In general regular expressions can't deal with balancing parentheses correctly, because to do so requires counting the depth of the nesting, which could be arbitrarily deep, and regular expressions can only store a finite amount of state (generally speaking).
That said, I'm going to assume that the changes you're making don't have parentheses nested more deeply than, say, three or four deep - in which case it becomes possible. Here's how to build it up:
It's easy to match a sequence with no parentheses at all:
EXPR0: [^()]*
We can use that to create a regular expression that matches a single non-nested expression in parentheses:
PAREN1: \(EXPR0\)
What abut an expression containing up to one level of parentheses?
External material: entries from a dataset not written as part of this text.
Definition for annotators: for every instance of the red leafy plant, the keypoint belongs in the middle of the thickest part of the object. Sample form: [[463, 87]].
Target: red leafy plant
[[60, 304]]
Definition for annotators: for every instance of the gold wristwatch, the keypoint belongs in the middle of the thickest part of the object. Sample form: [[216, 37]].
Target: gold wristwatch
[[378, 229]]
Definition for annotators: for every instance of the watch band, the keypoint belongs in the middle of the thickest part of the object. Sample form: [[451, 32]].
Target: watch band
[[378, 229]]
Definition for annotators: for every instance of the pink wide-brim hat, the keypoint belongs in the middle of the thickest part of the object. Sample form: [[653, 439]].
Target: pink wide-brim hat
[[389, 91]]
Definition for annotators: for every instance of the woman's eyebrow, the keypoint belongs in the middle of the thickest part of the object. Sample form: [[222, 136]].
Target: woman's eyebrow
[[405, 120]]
Well, that's just a mixture of PAREN1s with non-parenthesis characters:
EXPR1: (?:PAREN1|EXPR0)*
given that, we can of course match a balanced expression in parentheses with up to one level of nesting:
PAREN2: \(EXPR1\)
which we can extend to match any balanced expression with no more than two levels of () in the same way
EXPR2: (?:PAREN2|EXPR0)*
and so on:
PAREN3: \(EXPR2\)
EXPR3: (?:PAREN3|EXPR0)
PAREN4: \(EXPR3\)
...
You can then use this to construct the match for the replacement you want to do - something along the lines of:
IIF\(?<one>EXPR5),(?<two>EXPR5),(?<three>EXPR5)\)
(actually you'll need to tweak things so that the EXPR5 expressions don't match unparenthesised commas, but it should be clear enough how to do that I hope :)
Of course, it's worth writing a short throwaway program to generate the required r.e. rather than constructing it manually!